A partir de la decisión del gobierno nacional de decretar el aislamiento social obligatorio, no han cesado de llegar a los Tribunales riocuartenses este tipo de demandas desde la cárcel local; sin embargo, hasta ayer no se había concedido ninguna.
Así lo confirmó a Puntal el juez de Ejecución Penal, Emilio Andruet, que en las últimas semanas recibió en su despacho la friolera de 81 solicitudes formales de prisiones domiciliarias.
Esa cifra representa, prácticamente el diez por ciento de la población carcelaria.
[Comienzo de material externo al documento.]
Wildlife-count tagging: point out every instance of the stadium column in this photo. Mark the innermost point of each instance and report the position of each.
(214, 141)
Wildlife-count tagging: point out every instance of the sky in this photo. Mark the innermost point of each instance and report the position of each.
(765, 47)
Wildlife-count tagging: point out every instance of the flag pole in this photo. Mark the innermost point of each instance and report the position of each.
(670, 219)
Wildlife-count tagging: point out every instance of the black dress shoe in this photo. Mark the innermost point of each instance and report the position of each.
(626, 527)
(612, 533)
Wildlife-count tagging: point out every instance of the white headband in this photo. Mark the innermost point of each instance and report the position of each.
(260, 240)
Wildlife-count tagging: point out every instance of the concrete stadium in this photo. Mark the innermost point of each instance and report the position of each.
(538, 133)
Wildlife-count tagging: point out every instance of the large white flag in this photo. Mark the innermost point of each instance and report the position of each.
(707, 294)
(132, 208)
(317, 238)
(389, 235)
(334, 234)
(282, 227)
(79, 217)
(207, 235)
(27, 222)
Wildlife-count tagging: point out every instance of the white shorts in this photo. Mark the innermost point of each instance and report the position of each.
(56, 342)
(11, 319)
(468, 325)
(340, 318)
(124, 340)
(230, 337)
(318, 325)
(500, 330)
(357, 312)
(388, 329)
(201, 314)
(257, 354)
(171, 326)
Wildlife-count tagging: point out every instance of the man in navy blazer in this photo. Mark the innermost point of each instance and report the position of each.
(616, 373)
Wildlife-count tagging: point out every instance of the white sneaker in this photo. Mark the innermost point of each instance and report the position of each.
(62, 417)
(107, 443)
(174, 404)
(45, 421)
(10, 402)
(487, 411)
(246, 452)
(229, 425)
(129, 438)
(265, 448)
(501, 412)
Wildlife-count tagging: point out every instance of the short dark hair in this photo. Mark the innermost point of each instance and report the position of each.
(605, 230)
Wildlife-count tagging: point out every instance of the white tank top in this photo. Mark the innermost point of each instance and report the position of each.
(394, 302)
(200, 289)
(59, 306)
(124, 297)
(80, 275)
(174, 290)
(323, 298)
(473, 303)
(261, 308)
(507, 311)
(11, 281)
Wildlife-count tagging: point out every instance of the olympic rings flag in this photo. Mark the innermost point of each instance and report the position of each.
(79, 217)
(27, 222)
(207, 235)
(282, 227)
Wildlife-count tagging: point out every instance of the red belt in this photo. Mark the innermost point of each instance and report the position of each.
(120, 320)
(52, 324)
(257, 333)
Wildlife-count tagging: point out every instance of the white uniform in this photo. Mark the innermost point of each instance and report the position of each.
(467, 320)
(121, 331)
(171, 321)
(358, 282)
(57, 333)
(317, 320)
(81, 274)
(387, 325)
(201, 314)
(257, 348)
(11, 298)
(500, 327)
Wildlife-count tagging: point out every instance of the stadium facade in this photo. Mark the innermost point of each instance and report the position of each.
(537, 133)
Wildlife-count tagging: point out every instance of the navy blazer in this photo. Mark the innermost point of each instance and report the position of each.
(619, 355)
En todos los casos aducen problemas de salud de gravedad que colocarían a estas personas dentro de la población de mayor riesgo de contraer el coronavirus.
En Tribunales remarcaron que ni la concesión ni la denegación de estos beneficios se deciden automáticamente, sino que se estudia caso por caso y, antes de que el magistrado resuelva, le pide un dictamen al fiscal de Instrucción de turno, que en la actualidad es Fernando Moine.
La mayoría de estos reclamos los están presentando los asesores letrados y los abogados particulares que representan a los internos, pero también se han presentado casos en que los propios presos radican los pedidos en nombre propio, sin que medie la intervención de un abogado.
Hasta ayer, del total de presentaciones, el Juzgado de Ejecución Penal se expidió en 25 casos y lo hizo rechazando el beneficio.
Lo que sucede en Río Cuarto ha ido replicándose en cada una de las jurisdicciones del territorio provincial donde existen establecimientos carcelarios y la gran mayoría de las resoluciones fue en el mismo sentido: denegando las prisiones domiciliarias.
Uno de los argumentos que se reiteran en los juzgados es que hasta el momento no se ha comprobado que exista ningún caso de Covid-19 en ninguna de las cárceles cordobesas ni en el resto de los penales del país.